Increased competition can NOT be relied upon to add capacity or stabilize prices. [Is this madness? I'm sure it is. - BC Mary.]

Although part of the official rationale for privatization is the need to ensure capacity into the future, it is actually very difficult to reliably predict the advent of a sustained demand increase sufficient to justify the capital cost of new construction. Our present depression/recession/recovery/double dip recession should be proof of that. Should any of the new independent power producers risk investing in new thermal generation facilities, that kind of additional capacity will still be more expensive to produce than the electricity generated by their existing hydro facilities. Their new thermal generation capacity will therefore be subsidized by their hydro generation capacity. Each new facility brought on-line will increase the proportion of their power generation produced at higher cost, and dilute the competitive advantage they have over the non-hydro producers. Producers will be facing a declining return on the dollar and increased risk of having excess capacity. Furthermore, producers are not ignorant of the relationship between supply and price. Adding capacity to meet the demand will not just be increasing their blended cost of production; it may just drive prices down.

Were increased capacity to actually be required for the security of the B.C. supply, those whose motivation is maximization of return on investment should not be relied on to add that capacity. It should be noted that both California and Ontario privatized with the hope and expectation that private companies would be eager to build new generating capacity, but they were not. They preferred to buy existing plants, hoping for an increased demand to send prices skyward. In fact, the rolling brown-outs and outrageous prices in the California energy market in 1999-2000 were reportedly exacerbated by production cut-backs in the face of the urgent demand. I suspect that in the new privatized BC energy market, there will be few enough private producers generating electricity that there will be a real risk of collaboration between them for the purpose of restricting production and to drive up prices.

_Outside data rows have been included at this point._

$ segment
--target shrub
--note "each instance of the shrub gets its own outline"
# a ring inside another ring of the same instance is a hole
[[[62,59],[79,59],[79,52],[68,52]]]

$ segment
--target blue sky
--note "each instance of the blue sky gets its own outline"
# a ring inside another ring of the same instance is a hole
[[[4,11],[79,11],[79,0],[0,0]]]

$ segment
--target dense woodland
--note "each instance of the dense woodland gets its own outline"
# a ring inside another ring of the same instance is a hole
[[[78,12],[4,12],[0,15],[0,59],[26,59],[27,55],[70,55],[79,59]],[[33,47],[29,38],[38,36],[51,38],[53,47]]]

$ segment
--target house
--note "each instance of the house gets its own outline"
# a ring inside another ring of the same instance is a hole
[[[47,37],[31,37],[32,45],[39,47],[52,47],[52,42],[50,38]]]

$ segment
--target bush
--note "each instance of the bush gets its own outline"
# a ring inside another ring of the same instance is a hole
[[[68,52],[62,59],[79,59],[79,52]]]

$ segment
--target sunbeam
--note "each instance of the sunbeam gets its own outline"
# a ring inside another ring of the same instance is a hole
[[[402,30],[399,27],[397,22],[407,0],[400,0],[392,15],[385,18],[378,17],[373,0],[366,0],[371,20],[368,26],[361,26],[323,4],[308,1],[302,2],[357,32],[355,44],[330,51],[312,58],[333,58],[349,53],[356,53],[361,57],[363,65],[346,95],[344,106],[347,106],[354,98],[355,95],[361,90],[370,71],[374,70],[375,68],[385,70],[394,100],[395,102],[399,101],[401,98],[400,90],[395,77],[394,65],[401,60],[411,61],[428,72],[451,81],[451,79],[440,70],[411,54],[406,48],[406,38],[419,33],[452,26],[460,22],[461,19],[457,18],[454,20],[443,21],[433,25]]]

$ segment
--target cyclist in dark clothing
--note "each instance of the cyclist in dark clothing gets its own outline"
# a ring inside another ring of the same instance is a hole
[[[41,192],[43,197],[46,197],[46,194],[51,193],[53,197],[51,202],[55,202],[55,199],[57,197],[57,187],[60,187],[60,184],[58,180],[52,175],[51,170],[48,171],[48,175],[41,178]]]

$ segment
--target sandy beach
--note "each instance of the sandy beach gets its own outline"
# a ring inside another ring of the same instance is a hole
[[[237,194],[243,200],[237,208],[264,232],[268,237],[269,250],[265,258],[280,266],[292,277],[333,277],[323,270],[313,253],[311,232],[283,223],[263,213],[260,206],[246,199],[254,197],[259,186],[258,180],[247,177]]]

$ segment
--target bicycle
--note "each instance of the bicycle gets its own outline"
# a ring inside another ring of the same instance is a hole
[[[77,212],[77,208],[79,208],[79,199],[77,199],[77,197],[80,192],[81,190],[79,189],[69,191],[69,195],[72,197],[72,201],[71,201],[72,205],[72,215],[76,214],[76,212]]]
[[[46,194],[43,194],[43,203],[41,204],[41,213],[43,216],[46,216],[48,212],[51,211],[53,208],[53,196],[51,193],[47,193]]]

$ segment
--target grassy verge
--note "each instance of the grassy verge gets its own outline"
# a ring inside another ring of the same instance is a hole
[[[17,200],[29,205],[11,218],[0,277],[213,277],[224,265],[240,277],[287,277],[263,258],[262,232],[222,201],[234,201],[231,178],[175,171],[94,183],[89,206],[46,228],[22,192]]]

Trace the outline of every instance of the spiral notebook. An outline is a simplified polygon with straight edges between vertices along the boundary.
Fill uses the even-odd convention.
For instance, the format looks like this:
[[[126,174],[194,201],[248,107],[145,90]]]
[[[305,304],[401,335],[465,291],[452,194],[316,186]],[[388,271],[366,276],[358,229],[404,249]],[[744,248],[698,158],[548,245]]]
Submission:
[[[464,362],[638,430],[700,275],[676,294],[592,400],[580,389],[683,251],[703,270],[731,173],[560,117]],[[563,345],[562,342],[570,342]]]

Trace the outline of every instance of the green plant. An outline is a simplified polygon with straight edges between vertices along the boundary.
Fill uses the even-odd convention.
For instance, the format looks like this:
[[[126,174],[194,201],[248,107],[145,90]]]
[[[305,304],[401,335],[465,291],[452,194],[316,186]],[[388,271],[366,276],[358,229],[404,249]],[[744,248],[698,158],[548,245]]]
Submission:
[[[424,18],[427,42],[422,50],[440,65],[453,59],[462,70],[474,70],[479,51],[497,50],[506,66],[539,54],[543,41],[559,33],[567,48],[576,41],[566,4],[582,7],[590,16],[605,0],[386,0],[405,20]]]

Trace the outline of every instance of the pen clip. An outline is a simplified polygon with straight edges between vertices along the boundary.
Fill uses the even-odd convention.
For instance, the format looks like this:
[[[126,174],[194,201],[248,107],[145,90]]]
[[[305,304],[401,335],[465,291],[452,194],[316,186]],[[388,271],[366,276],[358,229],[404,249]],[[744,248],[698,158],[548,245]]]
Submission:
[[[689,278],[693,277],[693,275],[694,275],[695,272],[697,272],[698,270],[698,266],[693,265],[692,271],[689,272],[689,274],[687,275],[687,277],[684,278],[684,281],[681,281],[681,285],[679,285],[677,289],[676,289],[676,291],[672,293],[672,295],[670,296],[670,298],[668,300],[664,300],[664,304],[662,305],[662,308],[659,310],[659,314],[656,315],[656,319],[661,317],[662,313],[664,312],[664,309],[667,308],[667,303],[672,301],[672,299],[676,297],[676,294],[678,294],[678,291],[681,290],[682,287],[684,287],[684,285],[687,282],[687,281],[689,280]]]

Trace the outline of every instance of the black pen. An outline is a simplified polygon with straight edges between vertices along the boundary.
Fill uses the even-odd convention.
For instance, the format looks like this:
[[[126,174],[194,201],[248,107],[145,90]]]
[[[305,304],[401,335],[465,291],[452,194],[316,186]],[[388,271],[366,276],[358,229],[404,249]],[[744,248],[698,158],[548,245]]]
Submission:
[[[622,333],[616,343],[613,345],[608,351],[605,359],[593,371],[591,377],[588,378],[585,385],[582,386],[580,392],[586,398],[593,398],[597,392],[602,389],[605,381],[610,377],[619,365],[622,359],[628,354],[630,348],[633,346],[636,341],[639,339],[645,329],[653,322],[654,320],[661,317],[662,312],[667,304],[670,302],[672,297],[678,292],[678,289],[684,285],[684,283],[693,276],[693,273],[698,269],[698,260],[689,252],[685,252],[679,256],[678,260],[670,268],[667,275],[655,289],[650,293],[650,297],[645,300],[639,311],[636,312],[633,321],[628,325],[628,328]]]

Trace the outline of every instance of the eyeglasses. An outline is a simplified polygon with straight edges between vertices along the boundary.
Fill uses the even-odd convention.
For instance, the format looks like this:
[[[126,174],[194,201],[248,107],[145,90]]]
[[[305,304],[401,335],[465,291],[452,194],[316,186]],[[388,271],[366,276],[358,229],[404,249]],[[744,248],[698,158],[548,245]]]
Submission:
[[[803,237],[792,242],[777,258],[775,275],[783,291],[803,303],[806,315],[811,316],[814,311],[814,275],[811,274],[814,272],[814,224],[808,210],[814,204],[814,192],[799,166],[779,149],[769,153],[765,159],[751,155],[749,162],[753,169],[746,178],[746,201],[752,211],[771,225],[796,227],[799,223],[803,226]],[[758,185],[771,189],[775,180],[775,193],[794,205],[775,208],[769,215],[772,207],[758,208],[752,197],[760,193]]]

Policy objectives of government may be served by a public utility but would be discarded by independent power producers. I offer the following truisms:
It is in the government's best interests to encourage the cleanest possible power generation. If the government determined it needed to add capacity, it would no doubt invest in the most efficient natural gas technology. The private sector will develop the cheapest possible power generation. If the private sector were to add capacity, we might find that the plentiful and cheap coal reserves of British Columbia would fuel the new thermal plants, despite the environmental cost.

The government has an interest in reducing demand such that demand in B.C. can be met without increasing capacity: witness BC Hydro's successful Power Smart program. The private sector's interest is in stimulating demand to expand their revenue base, but in a way as to just outstrip supply to protect prices Government should deliver power to the consumer at the lowest possible cost. This is especially true for those on limited or fixed incomes, but it is also true of business. Canada, including B.C., is a high tax jurisdiction. Most private industry in the province are on record as being opposed to the privatization of BC Hydro, with the possible self-interested exceptions of coal producers and Alcan, which stands to benefit by selling its "excess" hydro capacity in a competitive market. In spite of our efforts to reduce taxes in this province, we cannot compete with either the U.S. or Alberta in terms of offering a business friendly tax environment. Our one significant advantage, particularly with respect to energy intensive industries like ore and timber milling, is the low cost of power. If I recall correctly, we are supposed to be "open for business" now. The private sector on the other hand will desire to obtain the highest price possible for its product.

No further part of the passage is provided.